Several clinical trials under way are examining whether a new class of therapy approved to treat type 2 diabetes can also treat type 1.
Better insulin formulations and glucose monitors have significantly improved the control of type 1 diabetes (T1D). Large studies in various countries have found that average glycated hemoglobin (A1C) levels have fallen by more than half a percentage point since the 1990s,1,2 and that the disease shortens lifespan far less than it once did.3 Recent trials, moreover, have shown that sophisticated software can control the disease even better, at least in the short term, by continuously monitoring glucose levels using data to control the timing and precise amount of insulin treatment.4
Yet most patients with T1D still have elevated levels of A1C, and even those who do manage to keep their levels in the optimal range, below 7%, have significantly higher mortality rates than similar patients who don’t have T1D.5 Researchers, therefore, are looking for new tools to manage the disease, and many are looking hardest at medications developed to treat type 2 diabetes (T2D).

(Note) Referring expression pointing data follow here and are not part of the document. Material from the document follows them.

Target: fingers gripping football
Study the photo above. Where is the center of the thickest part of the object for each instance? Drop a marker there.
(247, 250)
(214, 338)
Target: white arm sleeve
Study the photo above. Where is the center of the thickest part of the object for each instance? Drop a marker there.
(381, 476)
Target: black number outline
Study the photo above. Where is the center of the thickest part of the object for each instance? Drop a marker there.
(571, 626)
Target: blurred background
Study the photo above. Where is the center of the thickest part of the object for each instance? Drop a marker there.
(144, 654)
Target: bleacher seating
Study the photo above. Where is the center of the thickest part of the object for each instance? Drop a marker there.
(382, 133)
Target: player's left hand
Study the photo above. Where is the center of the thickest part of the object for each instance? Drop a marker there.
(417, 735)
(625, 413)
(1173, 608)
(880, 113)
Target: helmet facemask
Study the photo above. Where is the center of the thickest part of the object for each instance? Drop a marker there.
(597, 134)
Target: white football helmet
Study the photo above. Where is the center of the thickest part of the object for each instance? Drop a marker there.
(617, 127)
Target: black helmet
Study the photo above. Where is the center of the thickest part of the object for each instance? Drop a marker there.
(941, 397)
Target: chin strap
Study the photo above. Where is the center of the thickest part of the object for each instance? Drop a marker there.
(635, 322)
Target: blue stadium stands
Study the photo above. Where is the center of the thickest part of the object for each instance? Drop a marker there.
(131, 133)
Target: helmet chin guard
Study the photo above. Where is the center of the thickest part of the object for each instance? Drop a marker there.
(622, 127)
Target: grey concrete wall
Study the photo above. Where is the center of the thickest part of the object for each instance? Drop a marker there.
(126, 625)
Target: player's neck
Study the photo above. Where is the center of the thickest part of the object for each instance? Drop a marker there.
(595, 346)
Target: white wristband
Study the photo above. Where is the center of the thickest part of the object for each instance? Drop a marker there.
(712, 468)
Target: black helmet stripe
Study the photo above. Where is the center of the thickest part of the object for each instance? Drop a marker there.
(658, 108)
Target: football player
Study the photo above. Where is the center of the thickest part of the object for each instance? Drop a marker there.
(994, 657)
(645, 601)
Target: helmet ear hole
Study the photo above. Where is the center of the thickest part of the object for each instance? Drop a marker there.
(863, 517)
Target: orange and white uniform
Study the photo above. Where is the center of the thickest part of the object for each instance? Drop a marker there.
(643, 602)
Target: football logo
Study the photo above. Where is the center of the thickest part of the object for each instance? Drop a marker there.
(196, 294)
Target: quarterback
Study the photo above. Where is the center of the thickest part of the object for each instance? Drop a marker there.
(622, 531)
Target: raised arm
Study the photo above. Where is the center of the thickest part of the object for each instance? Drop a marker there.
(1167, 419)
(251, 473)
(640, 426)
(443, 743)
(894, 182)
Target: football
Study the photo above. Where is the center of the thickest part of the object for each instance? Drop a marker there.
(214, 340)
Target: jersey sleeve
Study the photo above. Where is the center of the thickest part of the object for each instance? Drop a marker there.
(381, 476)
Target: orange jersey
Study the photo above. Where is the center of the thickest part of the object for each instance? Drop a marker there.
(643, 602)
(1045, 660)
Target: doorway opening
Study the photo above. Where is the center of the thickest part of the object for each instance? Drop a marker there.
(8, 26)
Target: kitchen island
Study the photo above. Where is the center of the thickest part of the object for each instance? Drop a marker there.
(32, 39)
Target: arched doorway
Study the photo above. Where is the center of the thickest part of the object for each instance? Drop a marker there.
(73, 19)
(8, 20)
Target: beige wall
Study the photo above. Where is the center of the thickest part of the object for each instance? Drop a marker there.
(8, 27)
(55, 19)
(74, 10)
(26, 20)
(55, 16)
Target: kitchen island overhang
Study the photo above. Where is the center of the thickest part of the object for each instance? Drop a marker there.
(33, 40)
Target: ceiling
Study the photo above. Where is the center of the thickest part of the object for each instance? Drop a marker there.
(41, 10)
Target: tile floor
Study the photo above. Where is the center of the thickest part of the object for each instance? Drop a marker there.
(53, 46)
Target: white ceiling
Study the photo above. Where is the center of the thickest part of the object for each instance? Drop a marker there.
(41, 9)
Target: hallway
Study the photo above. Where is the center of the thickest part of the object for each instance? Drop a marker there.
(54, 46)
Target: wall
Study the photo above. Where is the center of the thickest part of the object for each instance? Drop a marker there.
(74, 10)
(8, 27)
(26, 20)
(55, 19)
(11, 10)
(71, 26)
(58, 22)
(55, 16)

A class of drugs called sodium-glucose co-transporter 2 (SGLT2) inhibitors has attracted particular interest. Indeed, all 3 such drugs that are FDA-approved to treat T2D—dapagliflozin (Farxiga), canagliflozin (Invokana) and empagliflozin (Jardiance)—are under investigation for use in patients with T1D. This interest stems not only from the ability of SGLT2 inhibitors to reduce A1C levels, but also from their docu tions in blood sugar levels.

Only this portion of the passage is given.